Always mention presigned URLs for uploads. 'My server never proxies the bytes' shows you understand bandwidth economics.

3

Talk about cache TTL strategy explicitly: long TTL on versioned URLs, short TTL on dynamic content, no-store on private. Interviewers love precise cache headers.

4

Bring up storage classes when cost is mentioned. 'I'd lifecycle to Standard-IA after 30 days' demonstrates production awareness.

5

For private content, mention signed URLs at the edge. Treating the CDN as the authorization boundary - not just the origin - is a senior pattern.

Common Mistakes

Pitfalls to avoid in interviews

Storing user-uploaded files in a database BLOB/binary column

Databases are not built for multi-MB blobs - they bloat backups, kill replication speed, and push you toward expensive disk tiers. Store the bytes in object storage and put only the key and metadata in the database.

Proxying uploads through your application server

Your server's network bandwidth becomes the bottleneck. Use presigned URLs so the client uploads directly to the object store. Your server only orchestrates.

Relying on cache purge as the default invalidation strategy

Purges are slow, rate-limited, and asymmetric across edges. Use versioned URLs (asset.v17.webp) so updates produce new URLs and you never have to purge except for emergencies.

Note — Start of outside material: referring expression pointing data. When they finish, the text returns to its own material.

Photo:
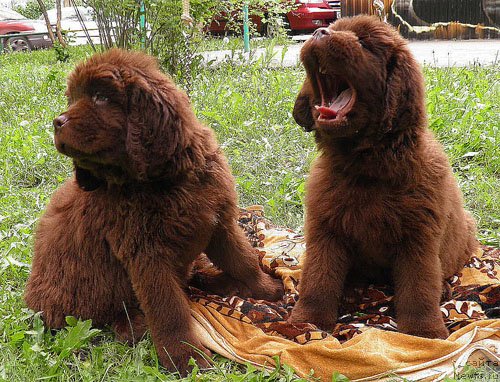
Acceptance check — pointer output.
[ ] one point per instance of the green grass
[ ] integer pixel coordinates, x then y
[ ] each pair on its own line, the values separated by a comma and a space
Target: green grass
250, 110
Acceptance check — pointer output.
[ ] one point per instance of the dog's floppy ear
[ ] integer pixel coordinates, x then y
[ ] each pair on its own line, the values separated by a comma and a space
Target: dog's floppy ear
302, 109
155, 132
86, 180
404, 105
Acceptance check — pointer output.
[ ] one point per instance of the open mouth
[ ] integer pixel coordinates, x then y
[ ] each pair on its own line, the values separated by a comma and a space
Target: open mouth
337, 96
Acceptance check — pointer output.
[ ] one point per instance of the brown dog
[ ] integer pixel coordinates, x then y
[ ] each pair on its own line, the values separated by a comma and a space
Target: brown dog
382, 202
151, 191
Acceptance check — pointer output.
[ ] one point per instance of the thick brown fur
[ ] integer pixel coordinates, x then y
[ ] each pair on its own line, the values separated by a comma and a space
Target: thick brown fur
151, 191
382, 202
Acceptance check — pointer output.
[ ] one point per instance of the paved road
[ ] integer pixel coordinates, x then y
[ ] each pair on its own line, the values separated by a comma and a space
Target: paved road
435, 53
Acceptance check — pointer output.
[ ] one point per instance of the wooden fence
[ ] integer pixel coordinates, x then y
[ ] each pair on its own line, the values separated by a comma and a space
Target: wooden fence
442, 19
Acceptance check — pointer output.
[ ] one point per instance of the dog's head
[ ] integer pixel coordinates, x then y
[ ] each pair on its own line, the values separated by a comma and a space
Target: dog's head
125, 122
361, 81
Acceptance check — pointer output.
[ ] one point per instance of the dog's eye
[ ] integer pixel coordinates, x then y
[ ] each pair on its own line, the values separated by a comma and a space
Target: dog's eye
99, 98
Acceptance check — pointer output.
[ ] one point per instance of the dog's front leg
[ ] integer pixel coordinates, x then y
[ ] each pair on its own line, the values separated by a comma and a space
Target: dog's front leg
165, 306
418, 284
322, 281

Forgetting that S3 buckets are NOT directories

S3 keys are flat strings; slashes are convention, not structure. Listing 'objects in a folder' is just a prefix scan. Designing keys with predictable prefixes (uploads/users/<id>/) makes lifecycle rules and access policies much cleaner.

Leaving everything in S3 Standard forever

Most uploaded content is read heavily for the first week, then almost never. Lifecycle to Standard-IA at 30 days and Glacier at 180 days. This is one of the highest-ROI cost optimizations in any media-heavy product.